18 May 2022

The Ding Liren Affair

Let's return to The Karjakin Affair (March 2022), where I wrote,
I added the FIDE announcement about GM Karjakin's ban to my page 2022 Candidates Tournament. Why is this important to the Candidates event, scheduled to start in June?

The answer to that question was because Karjakin had earlier qualified as one of the eight candidates to challenge Magnus Carlsen in the next title match. Earlier this week we learned that the Russian Karjakin had been replaced by the Chinese Ding Liren.

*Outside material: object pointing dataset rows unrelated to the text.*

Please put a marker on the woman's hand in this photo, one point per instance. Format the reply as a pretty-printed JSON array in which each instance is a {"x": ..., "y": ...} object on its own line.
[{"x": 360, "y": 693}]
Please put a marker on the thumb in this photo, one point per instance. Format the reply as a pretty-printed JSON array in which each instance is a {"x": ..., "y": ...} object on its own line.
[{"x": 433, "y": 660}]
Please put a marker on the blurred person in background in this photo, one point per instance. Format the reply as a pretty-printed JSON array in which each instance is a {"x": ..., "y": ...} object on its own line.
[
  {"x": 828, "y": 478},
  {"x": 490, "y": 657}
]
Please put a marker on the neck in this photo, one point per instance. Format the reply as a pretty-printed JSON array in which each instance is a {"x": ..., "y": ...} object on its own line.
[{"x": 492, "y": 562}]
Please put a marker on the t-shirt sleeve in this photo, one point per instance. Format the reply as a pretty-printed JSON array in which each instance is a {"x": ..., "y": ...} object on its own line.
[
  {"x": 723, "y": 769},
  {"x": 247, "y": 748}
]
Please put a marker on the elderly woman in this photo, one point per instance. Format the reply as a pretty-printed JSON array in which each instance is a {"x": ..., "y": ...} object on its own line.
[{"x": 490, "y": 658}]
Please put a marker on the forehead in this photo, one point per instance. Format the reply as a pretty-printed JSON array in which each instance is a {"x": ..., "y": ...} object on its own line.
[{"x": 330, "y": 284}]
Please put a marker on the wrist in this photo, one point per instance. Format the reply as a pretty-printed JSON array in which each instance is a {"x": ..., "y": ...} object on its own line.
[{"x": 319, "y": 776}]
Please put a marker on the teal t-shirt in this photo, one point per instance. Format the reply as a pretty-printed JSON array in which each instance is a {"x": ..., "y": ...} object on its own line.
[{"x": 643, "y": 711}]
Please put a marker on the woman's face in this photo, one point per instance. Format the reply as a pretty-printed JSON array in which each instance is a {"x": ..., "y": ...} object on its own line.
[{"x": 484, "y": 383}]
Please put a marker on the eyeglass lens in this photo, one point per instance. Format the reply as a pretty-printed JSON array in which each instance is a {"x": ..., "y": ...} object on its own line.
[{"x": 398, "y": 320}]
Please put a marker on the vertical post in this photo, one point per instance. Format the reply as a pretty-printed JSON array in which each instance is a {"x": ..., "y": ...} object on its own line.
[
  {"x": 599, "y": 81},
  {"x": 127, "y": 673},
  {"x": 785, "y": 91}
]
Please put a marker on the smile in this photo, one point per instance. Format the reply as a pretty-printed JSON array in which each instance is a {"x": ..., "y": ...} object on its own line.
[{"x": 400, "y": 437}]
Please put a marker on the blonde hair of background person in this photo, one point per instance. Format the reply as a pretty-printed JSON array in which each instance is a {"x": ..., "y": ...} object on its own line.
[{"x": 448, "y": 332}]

We learned not via a formal announcement on the FIDE site, but via a tweet on the world's largest chat room. Even then, Karjakin's replacement wasn't identified by name in the tweet, but by a photo with an embedded caption.


Mark your calendars! We are a month away from the start of the #FIDECandidates in Madrid, Spain... (twitter.com; 16 May 2022)

I hope we get a FIDE announcement so that I can add it to my page on the 2022 Candidates Tournament (m-w.com), due to start at Madrid in less than a month. I also hope they replace Karjakin's photo, which is still on what appears to be the official site for the tournament, FIDE World Championship. Cycle 2021-2023 (wcc.fide.com). I looked at that subdomain in my previous post on the cycle, 2022 Candidates; 2023(?) Title Match (May 2022), and nothing has changed since then.

So how did Ding Liren qualify for the second most important event in chess? He qualified by rating. The nitty-gritty was explained in two reports by Chess.com's Peter Doggers:-

As the comments to that second report testify, many chess fans aren't happy with the rating method of qualification, but rules are rules. Better to fix anomalies by updating the rules for the next time than to make stuff up as you go along.

For the nittier-grittier on the rating, see Ding, Liren CHN Individual Calculations Chess Ratings FIDE, period=2022-05-01 (ratings.fide.com). He gained 7.2 rating points for the period.